Knowing that mainstream media are at the service of big business and the establishment, don't alternative media have a large role to play in informing the public about the abuses of leaders?

Absolutely.  For one thing, strong alternative media exerts pressure for greater accuracy from mainstream media.  Further, in-and-of-itself, it builds the muscles of the movement. 

You are involved in several organizations, including the Michigan Coalition for Human Rightswhere you sit on the board of directors. Can you explain your organization's actions to our readership?

MCHR was founded more than 30 years in Detroit Michigan ago to combat what then called itself the Moral Majority.  White supremacy regularly creates organizations to advance its ideology.  Examples would include the KKK, white citizens councils, the Black Legion which was very active in the mid-western U.S. including Detroit. (At its peak in the 1930’s many high-ranking Detroit government officials were members.)  More recently the Tea Party helped pave the way for the election of Donald Trump. MCHR works on many action and educational fronts to offer a different vision of what our society can become.  

You have a very rich background in various fields ranging from unionism to the media, you are also very involved in the anti-war and anti-racist movement.

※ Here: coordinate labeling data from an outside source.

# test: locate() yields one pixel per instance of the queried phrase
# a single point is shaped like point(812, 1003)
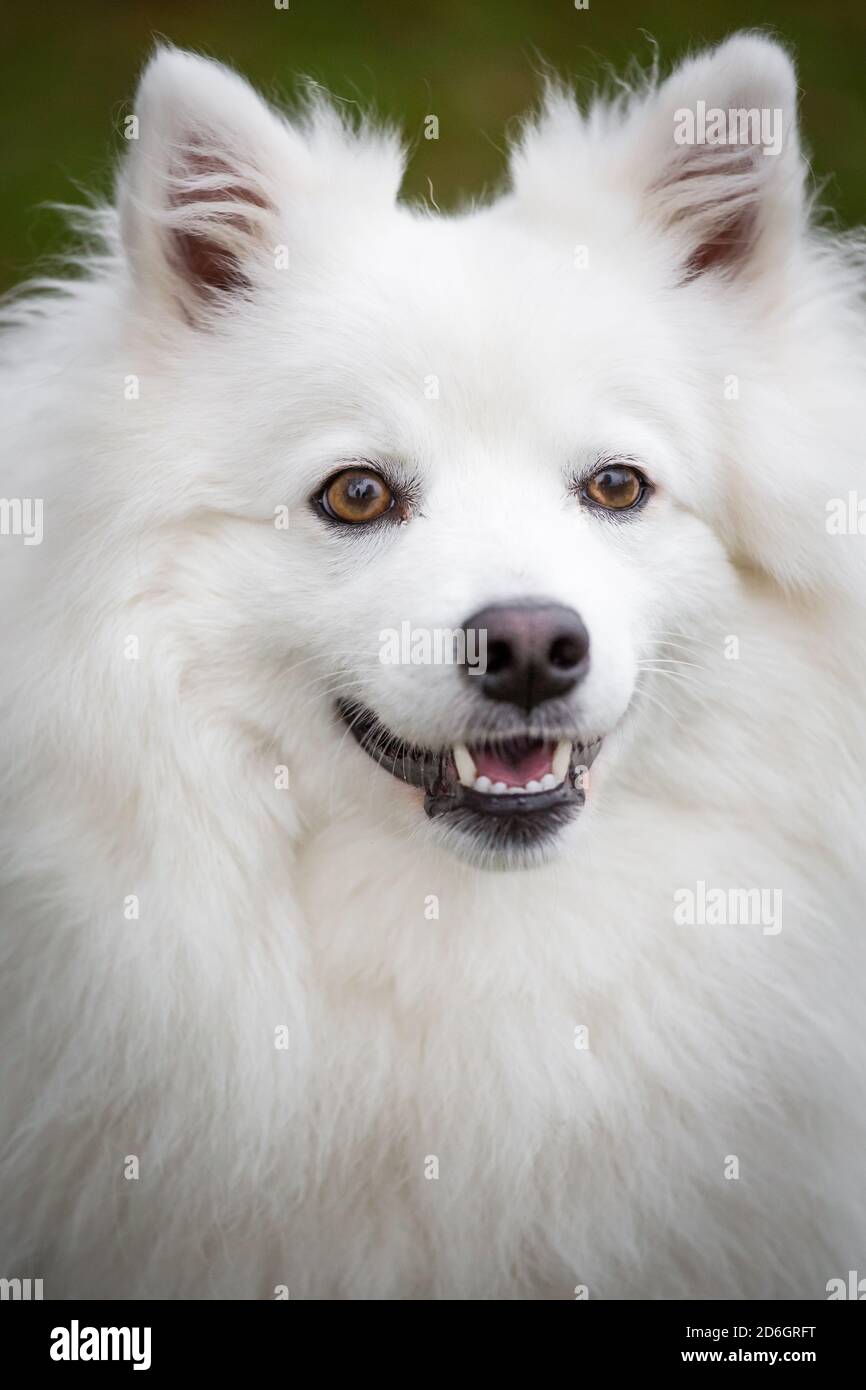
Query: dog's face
point(489, 451)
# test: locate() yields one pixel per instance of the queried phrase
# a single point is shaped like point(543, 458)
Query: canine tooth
point(560, 759)
point(464, 765)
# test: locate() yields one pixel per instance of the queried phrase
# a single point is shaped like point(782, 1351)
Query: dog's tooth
point(464, 765)
point(560, 759)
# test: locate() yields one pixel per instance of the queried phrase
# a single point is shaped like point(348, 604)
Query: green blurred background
point(70, 70)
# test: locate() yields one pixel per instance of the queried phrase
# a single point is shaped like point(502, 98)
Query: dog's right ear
point(216, 182)
point(198, 195)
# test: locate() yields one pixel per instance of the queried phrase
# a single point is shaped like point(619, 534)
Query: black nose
point(534, 651)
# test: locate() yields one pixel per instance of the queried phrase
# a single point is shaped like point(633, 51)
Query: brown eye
point(616, 487)
point(357, 495)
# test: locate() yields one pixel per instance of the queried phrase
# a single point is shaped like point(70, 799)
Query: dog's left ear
point(717, 157)
point(665, 163)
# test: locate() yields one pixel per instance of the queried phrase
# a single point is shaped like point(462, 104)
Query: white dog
point(339, 968)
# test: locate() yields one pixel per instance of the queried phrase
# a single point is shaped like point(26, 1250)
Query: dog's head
point(503, 462)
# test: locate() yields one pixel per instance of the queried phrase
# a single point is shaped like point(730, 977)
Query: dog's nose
point(534, 651)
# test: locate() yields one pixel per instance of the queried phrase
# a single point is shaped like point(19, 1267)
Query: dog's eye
point(616, 487)
point(357, 495)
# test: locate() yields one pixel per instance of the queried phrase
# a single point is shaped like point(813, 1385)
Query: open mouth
point(509, 792)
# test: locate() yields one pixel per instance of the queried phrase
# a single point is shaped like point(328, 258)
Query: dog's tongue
point(517, 766)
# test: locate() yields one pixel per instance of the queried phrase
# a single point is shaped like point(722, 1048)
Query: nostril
point(566, 652)
point(498, 656)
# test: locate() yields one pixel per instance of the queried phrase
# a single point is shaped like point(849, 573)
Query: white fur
point(263, 906)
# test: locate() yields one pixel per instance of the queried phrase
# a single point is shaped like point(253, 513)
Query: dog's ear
point(719, 160)
point(216, 182)
point(706, 193)
point(198, 196)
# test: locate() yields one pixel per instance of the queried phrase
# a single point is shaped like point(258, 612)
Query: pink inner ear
point(203, 259)
point(717, 191)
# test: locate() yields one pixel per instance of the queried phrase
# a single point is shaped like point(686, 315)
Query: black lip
point(505, 819)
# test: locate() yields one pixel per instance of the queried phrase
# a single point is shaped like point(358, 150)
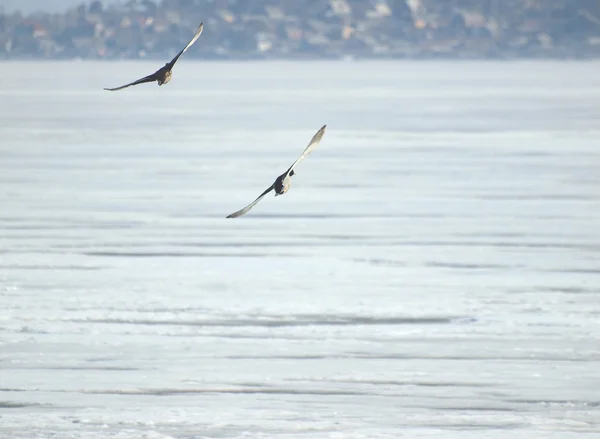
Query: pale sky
point(42, 5)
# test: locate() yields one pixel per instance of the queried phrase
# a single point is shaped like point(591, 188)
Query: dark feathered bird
point(284, 181)
point(164, 74)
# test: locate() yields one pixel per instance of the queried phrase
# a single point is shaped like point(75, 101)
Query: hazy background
point(28, 6)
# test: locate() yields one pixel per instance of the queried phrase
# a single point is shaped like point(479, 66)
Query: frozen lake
point(434, 270)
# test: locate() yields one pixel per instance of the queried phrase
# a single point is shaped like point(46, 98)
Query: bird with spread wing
point(284, 181)
point(162, 75)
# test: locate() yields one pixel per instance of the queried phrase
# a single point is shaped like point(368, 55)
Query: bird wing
point(251, 205)
point(149, 78)
point(192, 41)
point(312, 145)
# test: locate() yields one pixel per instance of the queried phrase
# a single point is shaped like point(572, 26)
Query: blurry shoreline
point(300, 30)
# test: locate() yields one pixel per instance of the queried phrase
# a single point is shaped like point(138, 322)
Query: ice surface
point(434, 270)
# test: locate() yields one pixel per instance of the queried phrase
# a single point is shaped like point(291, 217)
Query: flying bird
point(284, 181)
point(163, 75)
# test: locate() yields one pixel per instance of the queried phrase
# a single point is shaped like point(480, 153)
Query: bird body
point(165, 73)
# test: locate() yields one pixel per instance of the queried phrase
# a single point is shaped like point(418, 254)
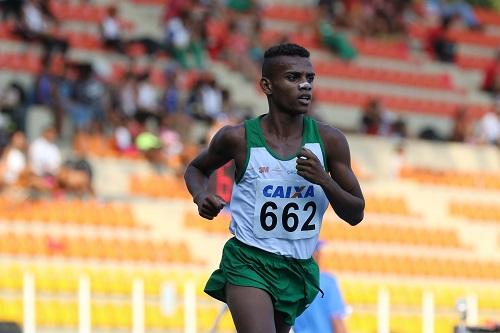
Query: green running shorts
point(292, 283)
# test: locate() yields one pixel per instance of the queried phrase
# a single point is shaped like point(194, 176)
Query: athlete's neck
point(282, 125)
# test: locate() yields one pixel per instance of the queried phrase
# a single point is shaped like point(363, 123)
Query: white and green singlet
point(273, 208)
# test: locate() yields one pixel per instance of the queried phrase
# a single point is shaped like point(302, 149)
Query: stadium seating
point(403, 247)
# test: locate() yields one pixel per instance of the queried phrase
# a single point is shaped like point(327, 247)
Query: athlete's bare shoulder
point(331, 135)
point(230, 139)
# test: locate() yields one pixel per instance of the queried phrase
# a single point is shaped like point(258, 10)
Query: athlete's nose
point(305, 85)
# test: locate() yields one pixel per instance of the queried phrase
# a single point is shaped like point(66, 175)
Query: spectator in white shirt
point(44, 155)
point(13, 163)
point(110, 28)
point(489, 126)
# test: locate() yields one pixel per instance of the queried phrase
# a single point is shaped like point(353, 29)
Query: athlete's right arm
point(222, 149)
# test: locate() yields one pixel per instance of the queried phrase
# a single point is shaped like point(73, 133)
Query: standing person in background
point(325, 314)
point(289, 167)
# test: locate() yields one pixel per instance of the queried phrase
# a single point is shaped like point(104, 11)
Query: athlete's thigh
point(279, 322)
point(251, 308)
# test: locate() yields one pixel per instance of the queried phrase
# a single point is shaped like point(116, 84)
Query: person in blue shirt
point(325, 314)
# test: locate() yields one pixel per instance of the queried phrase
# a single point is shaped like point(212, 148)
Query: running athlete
point(289, 167)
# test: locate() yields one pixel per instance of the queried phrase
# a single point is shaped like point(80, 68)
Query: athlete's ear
point(265, 85)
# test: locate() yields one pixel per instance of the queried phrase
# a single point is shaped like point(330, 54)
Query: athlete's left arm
point(340, 184)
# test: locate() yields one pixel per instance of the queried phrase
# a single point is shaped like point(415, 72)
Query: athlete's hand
point(209, 204)
point(310, 168)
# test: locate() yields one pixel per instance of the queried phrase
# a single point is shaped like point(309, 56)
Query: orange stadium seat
point(288, 13)
point(487, 17)
point(352, 71)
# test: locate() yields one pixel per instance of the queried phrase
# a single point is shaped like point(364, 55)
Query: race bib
point(285, 209)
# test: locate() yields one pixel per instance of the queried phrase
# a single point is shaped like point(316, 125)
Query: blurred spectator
point(151, 147)
point(399, 128)
point(489, 126)
point(122, 137)
point(172, 143)
point(328, 310)
point(332, 39)
point(13, 164)
point(429, 133)
point(491, 77)
point(87, 107)
point(453, 8)
point(147, 99)
point(127, 94)
point(398, 161)
point(75, 175)
point(183, 39)
point(439, 44)
point(52, 86)
point(34, 26)
point(241, 6)
point(45, 161)
point(170, 101)
point(111, 30)
point(13, 102)
point(374, 120)
point(10, 8)
point(383, 17)
point(461, 130)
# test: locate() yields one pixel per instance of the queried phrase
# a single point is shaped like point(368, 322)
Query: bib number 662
point(289, 219)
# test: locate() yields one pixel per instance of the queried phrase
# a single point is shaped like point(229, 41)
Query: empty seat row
point(70, 212)
point(95, 248)
point(367, 263)
point(390, 234)
point(477, 179)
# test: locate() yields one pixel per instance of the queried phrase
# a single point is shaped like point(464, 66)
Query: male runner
point(288, 168)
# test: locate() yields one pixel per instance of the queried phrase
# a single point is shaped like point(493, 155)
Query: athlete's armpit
point(224, 147)
point(345, 194)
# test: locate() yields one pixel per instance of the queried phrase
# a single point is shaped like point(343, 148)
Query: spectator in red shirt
point(491, 81)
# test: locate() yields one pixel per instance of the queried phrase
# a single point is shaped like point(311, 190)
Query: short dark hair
point(288, 49)
point(279, 50)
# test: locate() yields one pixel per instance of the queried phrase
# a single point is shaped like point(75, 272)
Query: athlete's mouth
point(305, 99)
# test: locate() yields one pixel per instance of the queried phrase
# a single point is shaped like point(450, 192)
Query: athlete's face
point(290, 84)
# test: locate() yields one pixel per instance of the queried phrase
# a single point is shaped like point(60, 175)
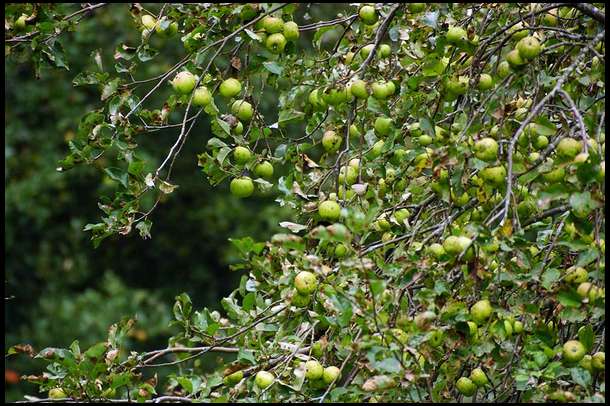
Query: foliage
point(452, 195)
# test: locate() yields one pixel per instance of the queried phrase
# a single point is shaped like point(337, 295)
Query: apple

Don't we need a global anti-war front today?

There is exciting transformational work going on all over the world.  What we need desperately is a way to coordinate the strategy and resources of a global movement that is too fragmented.  At one point, the World Social Forum seemed as though it might help fulfill this role.  At the moment we are in search of that unifying machinery.  The problem is obviously complex since within the U.S. and other nations, as well, fragmentation prevails. 

My own view is that we do not have much time to solve this. The systemic collapse of global race-based capitalism we anticipated and predicted is upon us.

Interview realized by Mohsen Abdelmoumen

 *(Top image: Frank Joyce. Credit: Lee Stranahan/ Twitter)

Who is Franck Joyce?

Frank Joyce, a lifelong political activist, has chaired the board of The Working Group (TWG), a non-profit media production company that supports the anti-hate movement Not In Our Town (NIOT). He is member of NCOE (National Council of Elders), an organization of the Civil Rights veterans who advocate for justice and non-violence. He has served for many years on the board of the Michigan Coalition for Human Rights (MCHR). He was Communications Director of the United Auto Workers union for many years. The political activism of life long Detroiter Frank Joyce began with the civil rights movement.  He joined the Northern Student Movement (NSM) in the early 1960’s and later helped found People Against Racism (PAR).  He has been in involved in labor, anti-racist, human rights and peace campaigns ever since. He and five other U.S. peace activists, including his wife, received the "For Peace and Friendship among Nations" insignia from the Vietnamese Union of Friendship Organizations (UVOA) in recognition of their contributions to peace and friendship between the two peoples.

His writing is published at AlterNet and elsewhere.  His book, co-edited with Karin Aguilar-San Juan, The People Make The Peace, Lessons From The Vietnam Anti-War Movement, was published in September, 2015.